Писарь, стоявший в безмолвии возле печи, вошел в кабинет посла, поклонился всему собранию и остановился у дверей.
– Объявите всем, что вы знаете о шведском посольстве, – сказал канцлер.
– Говорят, что царь Борис требует уступки Нарвы и что жители Эстонии сами предлагают отложиться от Швеции и присоединиться к России, – сказал писарь.
– Можете удалиться, – сказал канцлер писарю, который немедленно вышел за двери и притворил их тихо. – Видите ли, господин кастелян, – продолжал канцлер, – что и союз Карла с Борисом не так искренен, как вы полагаете. Чрез этого молодого человека, чрез Иваницкого, я узнал много таких вещей, о которых никогда бы не мог догадаться. Он хотя польский дворянин, но греко-российского исповедания, получил первоначальное воспитание у чернецов и посредством их имеет здесь много связей.

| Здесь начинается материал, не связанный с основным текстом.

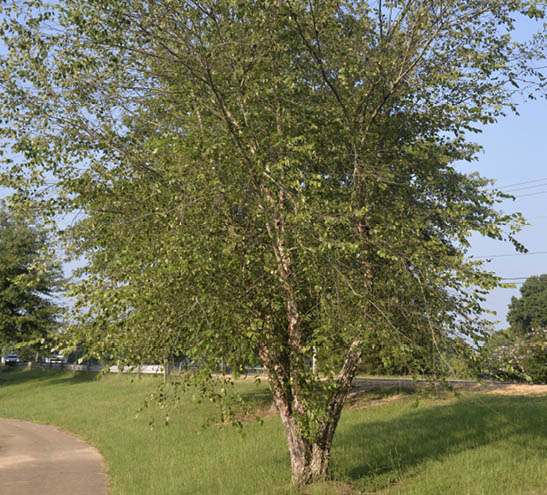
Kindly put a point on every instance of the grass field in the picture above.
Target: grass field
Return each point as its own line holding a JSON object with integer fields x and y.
{"x": 471, "y": 445}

В его верности и расторопности я имел много случаев удостовериться. Вы знаете, господа, дела внешние, но не знаете внутреннего состояния России. Я не хочу объясняться о предметах, чуждых нашему делу, но, во всяком случае, должен сказать, что положение наше не так отчаянно, как многие из нас думают.
– Напрасно стараются уверить вас, вельможный канцлер, в слабости царя Московского, – сказал Илья Пельгржимовский, писарь Великого княжества Литовского (2). – Едва прошло два года, как целая Европа с удивлением слышала о невиданном доселе ополчении в полмиллиона воинов, которое царь Борис выставил по одному слуху о вооружении Крымского хана! Только одно усердие к царю и внутренняя крепость России могла сделать такое чудо!
– Прошлые времена, почтенный товарищ! – возразил канцлер. – С тех пор и сам царь Борис переменился, и многое изменилось в его царстве. Но что бы ни было впереди, а нам должно скрывать свое нетерпение и досаду и твердо шествовать к своей цели. Во что бы то ни стало мир должен быть заключен, ибо от этого зависит благо нашего отечества, которое требует спокойствия.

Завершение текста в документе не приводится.